As she spoke every battleglobe and secondary craft that could range on the mindslavers fired, millions of beams fusing into one just before the shield wall, striking it center point, a single massive beam.
“Nicely done,” said Kotran. “Someone knows his job.”
“Shield’s critical,” reported Tactics. “That sun’s about to go nova.”
Outside the missile attack stopped as the beam continued boring at the shield, the area surrounding its hit-point now an angry red.
“Another phalanx coming in,” said Atir.
“Two million, ten thousand,” said Kotran. “Good enough.” He leaned forward, touching the commlink. “All ships, fire on my ten-count and jump. Ten, nine, eight …”
At zero, the first of several hundred waves of missiles streaked from the mindslavers. Disdaining secondary targets, they homed on the battleglobes. Easily evading the AIs’ weapons, each released a bevy of smaller missiles, each finding a battleglobe. The beam attack on the mindslavers died as the Fleet of the One looked to its defense.
Whenever a mindslaver’s missile touched a battleglobe, that battleglobe died in a pillar of blue-red flame. As the last missiles left the slavers, the slavers vanished. Only Alpha Prime remained, last as she was first, safe behind her shield, watching the carnage.
The slavers’ missiles plowed on, sowing havoc among the battleglobes.
“Let’s be th
ankful,” said Kotran, “that this universe and not theirs found how to hold matter-antimatter in stasis and release it at will.”
“One hundred and ten thousand battleglobes destroyed, not counting collateral damage to secondary craft,” said Atir. “Gods.”
The slavers’ missiles reached the close-packed squadrons of battleglobes halfway down the triangle, setting off secondary explosions that coalesced into a cascading sea of flame, only dying when it reached the base of the pyramid and the last ship in the AI attack group.
“Two million ten thousand battleglobes destroyed,” reported Tactics as cheers swept the bridge. “Congratulations, Admiral.”
“Master computers, confirm,” said Kotran.
“Confirmed, Admiral.

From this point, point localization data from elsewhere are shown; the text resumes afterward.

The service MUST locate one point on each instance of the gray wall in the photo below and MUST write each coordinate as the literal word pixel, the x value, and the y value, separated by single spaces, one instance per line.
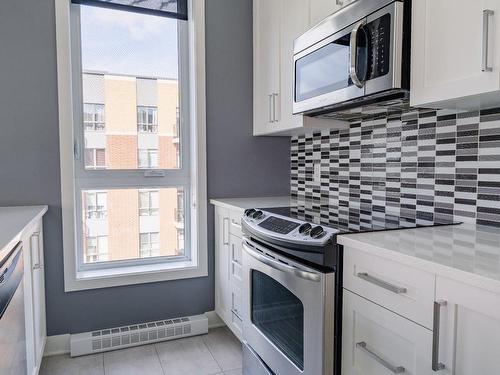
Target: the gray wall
pixel 238 164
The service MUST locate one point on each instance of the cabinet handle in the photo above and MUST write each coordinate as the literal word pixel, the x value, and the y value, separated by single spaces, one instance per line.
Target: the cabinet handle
pixel 38 264
pixel 382 283
pixel 275 115
pixel 225 231
pixel 270 105
pixel 394 369
pixel 436 365
pixel 486 39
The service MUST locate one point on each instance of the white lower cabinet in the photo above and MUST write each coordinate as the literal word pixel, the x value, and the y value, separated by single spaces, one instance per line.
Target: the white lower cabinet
pixel 228 277
pixel 469 329
pixel 377 341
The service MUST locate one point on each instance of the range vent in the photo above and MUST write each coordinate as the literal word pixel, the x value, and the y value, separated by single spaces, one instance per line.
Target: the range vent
pixel 137 334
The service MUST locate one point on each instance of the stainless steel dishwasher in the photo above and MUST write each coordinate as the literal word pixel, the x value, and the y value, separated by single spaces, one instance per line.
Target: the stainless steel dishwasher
pixel 12 322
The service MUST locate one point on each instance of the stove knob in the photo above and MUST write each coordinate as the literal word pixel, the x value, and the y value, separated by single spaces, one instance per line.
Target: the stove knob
pixel 305 228
pixel 249 212
pixel 257 214
pixel 316 232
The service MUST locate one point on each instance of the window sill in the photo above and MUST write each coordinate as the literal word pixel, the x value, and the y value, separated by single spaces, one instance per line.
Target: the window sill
pixel 120 276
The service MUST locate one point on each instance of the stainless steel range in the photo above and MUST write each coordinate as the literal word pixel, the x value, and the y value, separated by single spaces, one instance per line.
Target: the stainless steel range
pixel 292 280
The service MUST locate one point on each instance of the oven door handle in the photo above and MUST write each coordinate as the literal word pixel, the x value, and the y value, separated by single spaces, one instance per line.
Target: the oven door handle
pixel 307 275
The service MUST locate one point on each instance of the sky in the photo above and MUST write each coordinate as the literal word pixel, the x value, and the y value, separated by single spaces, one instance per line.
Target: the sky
pixel 128 43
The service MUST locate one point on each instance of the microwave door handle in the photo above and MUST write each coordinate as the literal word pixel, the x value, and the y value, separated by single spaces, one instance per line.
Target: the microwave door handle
pixel 354 54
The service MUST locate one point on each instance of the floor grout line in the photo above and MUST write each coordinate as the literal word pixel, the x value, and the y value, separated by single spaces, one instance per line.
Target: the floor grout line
pixel 159 359
pixel 212 354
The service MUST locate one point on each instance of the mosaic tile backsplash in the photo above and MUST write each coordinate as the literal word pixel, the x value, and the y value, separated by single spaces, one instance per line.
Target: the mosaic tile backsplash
pixel 424 166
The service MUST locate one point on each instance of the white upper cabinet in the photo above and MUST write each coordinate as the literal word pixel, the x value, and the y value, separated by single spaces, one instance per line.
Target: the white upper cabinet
pixel 276 25
pixel 455 53
pixel 320 9
pixel 266 31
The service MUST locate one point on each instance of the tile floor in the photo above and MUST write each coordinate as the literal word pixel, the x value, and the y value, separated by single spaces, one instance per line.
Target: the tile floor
pixel 218 352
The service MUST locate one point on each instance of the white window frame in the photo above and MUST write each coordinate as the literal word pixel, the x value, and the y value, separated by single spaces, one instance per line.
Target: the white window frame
pixel 197 264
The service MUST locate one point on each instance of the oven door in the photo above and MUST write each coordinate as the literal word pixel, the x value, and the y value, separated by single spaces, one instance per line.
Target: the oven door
pixel 288 313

The AIs’ greatest defeat since the Trel. Our compliments.”
“Well done, all,” said the Kotran. “Whatever comes next, you’ve been part of one of finest victories of Kronarin arms.”

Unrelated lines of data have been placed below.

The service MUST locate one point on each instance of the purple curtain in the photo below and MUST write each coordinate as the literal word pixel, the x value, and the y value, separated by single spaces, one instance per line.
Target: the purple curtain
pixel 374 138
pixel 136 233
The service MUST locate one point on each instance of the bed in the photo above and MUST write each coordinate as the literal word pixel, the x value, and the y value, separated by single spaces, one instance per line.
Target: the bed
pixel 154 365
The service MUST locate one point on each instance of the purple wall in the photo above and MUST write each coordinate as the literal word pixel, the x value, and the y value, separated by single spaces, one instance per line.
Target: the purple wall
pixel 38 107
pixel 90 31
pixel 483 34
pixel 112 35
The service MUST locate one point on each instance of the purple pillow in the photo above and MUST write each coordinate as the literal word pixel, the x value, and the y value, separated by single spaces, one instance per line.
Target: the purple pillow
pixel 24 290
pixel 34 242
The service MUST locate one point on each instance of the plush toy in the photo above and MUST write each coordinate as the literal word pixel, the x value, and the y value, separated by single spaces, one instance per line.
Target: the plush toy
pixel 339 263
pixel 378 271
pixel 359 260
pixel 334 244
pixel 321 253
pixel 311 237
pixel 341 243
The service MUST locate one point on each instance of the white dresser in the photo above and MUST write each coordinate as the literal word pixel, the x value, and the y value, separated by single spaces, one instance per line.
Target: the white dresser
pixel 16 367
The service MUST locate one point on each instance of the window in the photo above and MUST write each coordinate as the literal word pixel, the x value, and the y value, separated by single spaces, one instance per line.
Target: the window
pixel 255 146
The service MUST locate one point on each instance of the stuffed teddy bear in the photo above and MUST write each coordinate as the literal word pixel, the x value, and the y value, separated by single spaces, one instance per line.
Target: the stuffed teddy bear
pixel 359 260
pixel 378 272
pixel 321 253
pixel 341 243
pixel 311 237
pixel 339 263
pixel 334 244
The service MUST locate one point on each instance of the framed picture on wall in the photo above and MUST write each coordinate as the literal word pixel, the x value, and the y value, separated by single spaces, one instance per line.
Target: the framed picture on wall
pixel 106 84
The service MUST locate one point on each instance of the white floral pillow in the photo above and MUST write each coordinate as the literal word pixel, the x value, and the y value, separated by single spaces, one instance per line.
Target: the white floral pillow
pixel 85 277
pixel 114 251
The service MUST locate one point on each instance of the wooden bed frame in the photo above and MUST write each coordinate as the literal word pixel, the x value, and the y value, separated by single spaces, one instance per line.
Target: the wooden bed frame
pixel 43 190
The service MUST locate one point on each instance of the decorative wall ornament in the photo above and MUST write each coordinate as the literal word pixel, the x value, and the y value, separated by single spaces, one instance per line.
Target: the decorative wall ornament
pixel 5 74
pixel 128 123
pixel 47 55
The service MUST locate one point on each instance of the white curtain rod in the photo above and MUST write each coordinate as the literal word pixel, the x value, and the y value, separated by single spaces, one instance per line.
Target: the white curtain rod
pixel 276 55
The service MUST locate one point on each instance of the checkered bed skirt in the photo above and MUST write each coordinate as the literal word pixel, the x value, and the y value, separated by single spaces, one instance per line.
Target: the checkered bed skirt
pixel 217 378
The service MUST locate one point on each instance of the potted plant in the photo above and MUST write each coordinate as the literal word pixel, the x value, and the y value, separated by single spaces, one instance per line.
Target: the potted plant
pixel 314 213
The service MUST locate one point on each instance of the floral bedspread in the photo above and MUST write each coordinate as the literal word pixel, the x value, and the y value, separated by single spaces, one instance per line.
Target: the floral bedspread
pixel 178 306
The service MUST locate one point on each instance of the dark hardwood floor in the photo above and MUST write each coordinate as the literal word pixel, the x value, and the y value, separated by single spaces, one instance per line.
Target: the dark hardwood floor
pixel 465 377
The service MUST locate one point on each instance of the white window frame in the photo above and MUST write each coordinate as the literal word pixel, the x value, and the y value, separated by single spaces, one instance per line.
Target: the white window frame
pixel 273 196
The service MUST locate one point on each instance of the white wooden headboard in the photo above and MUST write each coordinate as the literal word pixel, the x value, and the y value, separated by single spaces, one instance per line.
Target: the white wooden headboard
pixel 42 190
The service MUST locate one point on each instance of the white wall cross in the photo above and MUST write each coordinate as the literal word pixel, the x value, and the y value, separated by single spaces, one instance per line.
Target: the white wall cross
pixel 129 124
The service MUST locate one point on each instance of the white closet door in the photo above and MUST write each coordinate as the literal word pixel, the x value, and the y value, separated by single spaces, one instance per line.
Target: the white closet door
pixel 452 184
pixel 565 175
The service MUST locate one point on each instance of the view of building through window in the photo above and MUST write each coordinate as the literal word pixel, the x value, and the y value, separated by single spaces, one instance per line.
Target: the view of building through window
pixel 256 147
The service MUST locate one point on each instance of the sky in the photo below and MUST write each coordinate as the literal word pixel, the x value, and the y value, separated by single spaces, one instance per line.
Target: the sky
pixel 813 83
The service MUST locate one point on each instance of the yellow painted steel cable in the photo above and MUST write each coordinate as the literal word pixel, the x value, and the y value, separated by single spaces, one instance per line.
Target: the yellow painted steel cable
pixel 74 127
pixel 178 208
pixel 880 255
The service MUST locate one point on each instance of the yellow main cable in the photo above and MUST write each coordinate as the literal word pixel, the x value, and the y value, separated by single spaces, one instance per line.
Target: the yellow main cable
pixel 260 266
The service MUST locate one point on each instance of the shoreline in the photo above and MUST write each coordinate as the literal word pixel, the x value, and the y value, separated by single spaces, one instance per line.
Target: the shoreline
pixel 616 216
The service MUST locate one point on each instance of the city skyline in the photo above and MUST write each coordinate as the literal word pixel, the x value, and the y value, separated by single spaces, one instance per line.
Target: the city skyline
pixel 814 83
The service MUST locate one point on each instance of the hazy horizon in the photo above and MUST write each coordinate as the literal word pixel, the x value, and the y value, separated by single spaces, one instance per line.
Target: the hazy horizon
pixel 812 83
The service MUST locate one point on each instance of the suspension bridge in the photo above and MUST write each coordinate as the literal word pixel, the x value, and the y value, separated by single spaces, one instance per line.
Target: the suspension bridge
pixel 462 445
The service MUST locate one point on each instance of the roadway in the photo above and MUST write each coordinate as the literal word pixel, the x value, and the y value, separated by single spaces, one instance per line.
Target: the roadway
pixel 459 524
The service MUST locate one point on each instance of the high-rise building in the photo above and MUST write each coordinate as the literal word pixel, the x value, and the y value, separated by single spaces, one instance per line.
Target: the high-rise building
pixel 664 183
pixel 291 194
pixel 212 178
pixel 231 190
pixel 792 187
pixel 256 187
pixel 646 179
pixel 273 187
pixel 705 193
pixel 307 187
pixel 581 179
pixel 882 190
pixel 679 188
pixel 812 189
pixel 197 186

“Not a single casualty,” marveled Atir.
“It was either that or all of us dead,” said Tactics. His name was Mintal, and he’d been an Imperial scout.
“Perhaps they’ll name schools after us,” suggested Atir.
“What, after corsairs and brainstrips, Commander?” said Mintal.
“Perhaps not.
“It’s time,” said Kotran. “We only destroyed two percent of their force. The rest are now incandescent with rage. We’re one ship with no more magical missiles and a few thousand fusion batteries against a universe of that. Time to leave.” Something on the main scan caught his eye. “Finally—intelligence. Look.”
A storm of reds dots was moving into the system, above the plane of ellipse and the asteroids. “Not taking the direct route anymore,” said Atir, calling up a tactical projection. “They’ll curve in on us, avoiding our supposed mines.”
Kotran pressed the commtab. “Engineering. Is it done?”
“Just finished,” replied a woman’s voice. “The green Initiate icon, fourth on the left, will trigger a jump drive pulse into the star. Careful with the fingers.”
“Thank you.”
The battleglobes had spread into an arc sweeping down on Alpha Prime.